En 1957 Fiat había presentado el Nuova 500, que debía sustituir al famoso Topolino, entonces el coche más pequeño del mundo. La fórmula había permanecido invariada durante casi veinte años.

Al 500 le faltaba algo para convertirse en atractivo y deseable, para el público juvenil: ese pelín de nervio que le faltaba y que Abarth le podía dar.

En 1955 la marca del escorpión ya había presentado dos preparaciones sobre el 500, años más tarde apareció el 695, un coche que encontraría seguidores hasta en Japón.

Estéticamente el 695 no parecía muy distinto del 500, excepto por su vistoso escudo de la marca en el centro del morro y las llantas deportivas en forma de estrella.
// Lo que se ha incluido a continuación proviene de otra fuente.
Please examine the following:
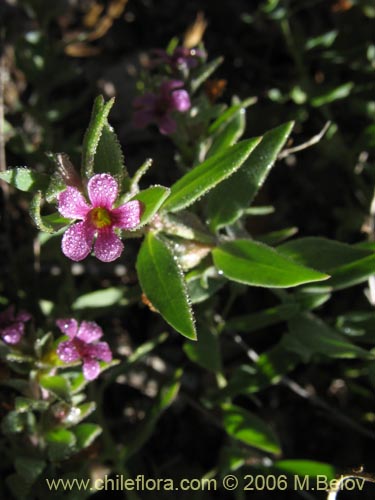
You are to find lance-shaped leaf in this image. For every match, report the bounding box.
[212,240,329,288]
[94,121,127,184]
[277,237,375,290]
[73,423,102,450]
[223,404,281,455]
[137,233,196,340]
[163,137,261,212]
[132,186,170,227]
[284,313,374,362]
[206,100,246,158]
[0,167,49,192]
[29,191,56,233]
[82,96,114,178]
[207,122,293,229]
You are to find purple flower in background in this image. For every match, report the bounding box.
[152,47,206,70]
[134,80,191,135]
[56,318,112,380]
[0,306,31,344]
[58,174,141,262]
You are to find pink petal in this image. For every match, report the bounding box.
[83,358,100,380]
[158,115,177,135]
[90,342,112,363]
[77,321,103,344]
[94,227,124,262]
[111,200,142,229]
[61,221,95,262]
[0,305,15,325]
[1,323,24,345]
[87,174,118,209]
[170,90,191,113]
[56,340,80,363]
[15,311,32,323]
[58,186,90,219]
[56,318,78,339]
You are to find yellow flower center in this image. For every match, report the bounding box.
[90,207,112,229]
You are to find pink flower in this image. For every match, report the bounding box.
[56,318,112,380]
[58,174,141,262]
[152,47,206,70]
[0,306,31,344]
[134,80,191,135]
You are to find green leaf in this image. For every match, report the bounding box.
[45,428,77,462]
[207,122,294,230]
[277,237,375,290]
[163,137,260,212]
[94,121,127,184]
[212,240,328,288]
[82,96,114,178]
[132,186,171,227]
[184,325,222,373]
[277,237,372,272]
[0,167,49,192]
[73,423,102,451]
[223,404,281,455]
[64,401,96,426]
[190,57,224,93]
[29,191,56,233]
[186,266,226,304]
[124,369,183,460]
[72,287,124,311]
[45,173,66,203]
[206,100,246,159]
[39,375,70,402]
[137,233,196,340]
[284,314,374,362]
[42,212,71,226]
[15,397,49,413]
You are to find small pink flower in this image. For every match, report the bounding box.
[56,318,112,380]
[58,174,141,262]
[0,306,31,344]
[152,47,206,70]
[134,80,191,135]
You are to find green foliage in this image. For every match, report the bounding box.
[0,167,48,192]
[212,240,328,288]
[207,122,294,229]
[223,405,281,455]
[82,96,114,178]
[162,138,260,212]
[137,232,196,340]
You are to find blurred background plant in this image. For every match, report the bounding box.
[0,0,375,499]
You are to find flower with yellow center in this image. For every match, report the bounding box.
[58,174,142,262]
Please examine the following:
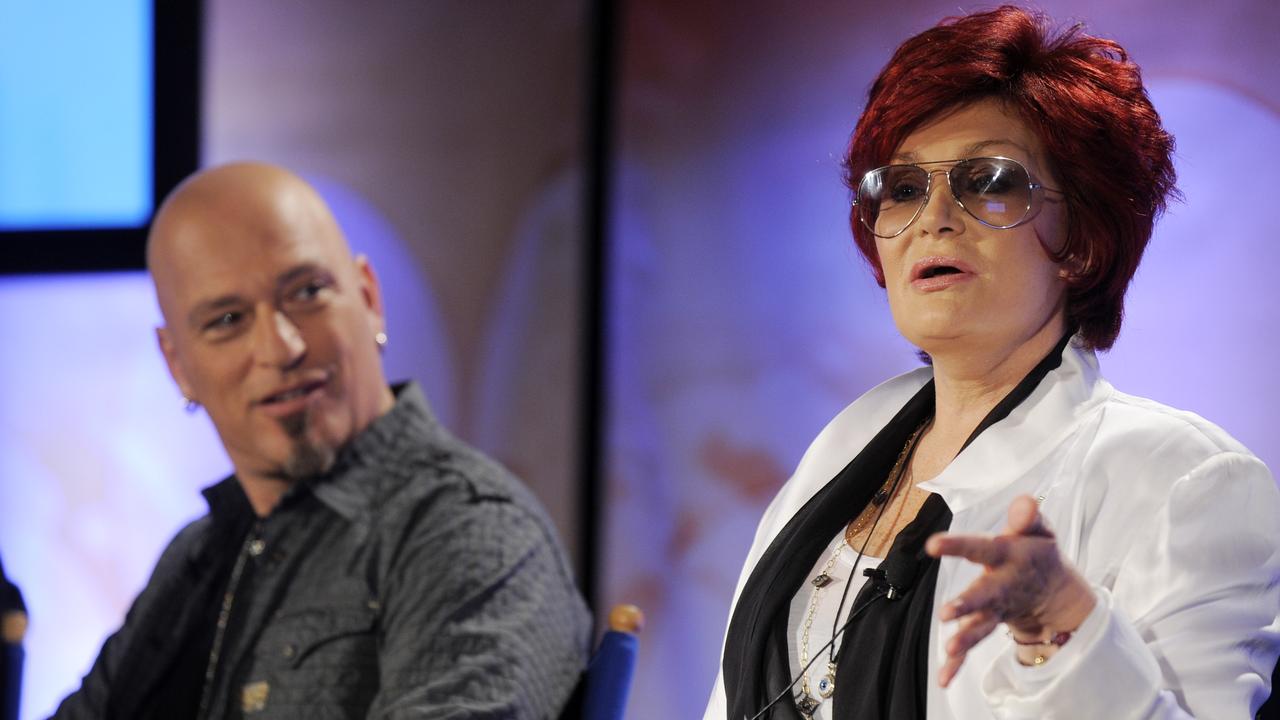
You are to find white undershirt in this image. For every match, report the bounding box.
[787,528,881,720]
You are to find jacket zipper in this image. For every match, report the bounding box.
[196,523,262,720]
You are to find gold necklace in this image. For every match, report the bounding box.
[845,419,929,547]
[795,419,929,717]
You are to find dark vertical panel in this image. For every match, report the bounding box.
[579,0,617,616]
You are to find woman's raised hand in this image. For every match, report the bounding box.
[924,495,1097,687]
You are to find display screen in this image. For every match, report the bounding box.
[0,0,155,231]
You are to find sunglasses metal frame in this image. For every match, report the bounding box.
[852,155,1065,240]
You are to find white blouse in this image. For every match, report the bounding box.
[705,343,1280,720]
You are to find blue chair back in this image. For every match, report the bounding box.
[582,605,644,720]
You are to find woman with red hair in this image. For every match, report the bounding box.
[707,6,1280,720]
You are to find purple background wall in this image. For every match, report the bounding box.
[604,0,1280,717]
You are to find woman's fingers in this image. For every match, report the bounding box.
[1002,495,1053,538]
[924,533,1009,568]
[947,611,1000,656]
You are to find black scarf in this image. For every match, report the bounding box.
[723,334,1070,720]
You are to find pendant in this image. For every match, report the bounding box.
[818,664,836,700]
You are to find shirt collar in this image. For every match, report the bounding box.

Tampoco el habitáculo había sufrido modificaciones, pero la instrumentación se podía integrar en un pequeño, pero completo, tablier.

Quien compraba el 695, lo hacía sobre todo por su mecánica: después de pasar por Abarth, la cilindrada original de 499 cm3 había pasado a 689 cm3 y la potencia había aumentado de 22 a 30 CV.

Normalmente, para obtener estas prestaciones, Abarth modificaba la culata del motor, el bloque, las bielas y el volante motor y sustituía los cilindros, pistones, cigüeñal, árbol de distribución, soportes de válvulas y bujías. Para los más exigentes, Abarth ofrecía la versión SS con 38 CV de potencia.

Ficha técnica

Motor: 4 cilindros en línea; 76 x 76 mm; 690 cm3; válvulas en cabeza; potencia máxima, 38 CV a 5.200 rpm.
Transmisión: tracción trasera, cambio manual de 4 velocidades.
Suspensiones: anteriores, independientes, brazos triangulares superiores, ballestas transversal inferior; posteriores, brazos triangulares y muelles helicoidales.
Frenos: de tambor.
Dimensiones: batalla, 184 cm; vías, anterior, 112 cm, y posterior, 113 cm.
Velocidad máxima: 140 km/h

automóvilos Fiat

En los años sesenta, el Abarth 695 era un bólido dentro de un traje de 500: corría a casi 140 km/h.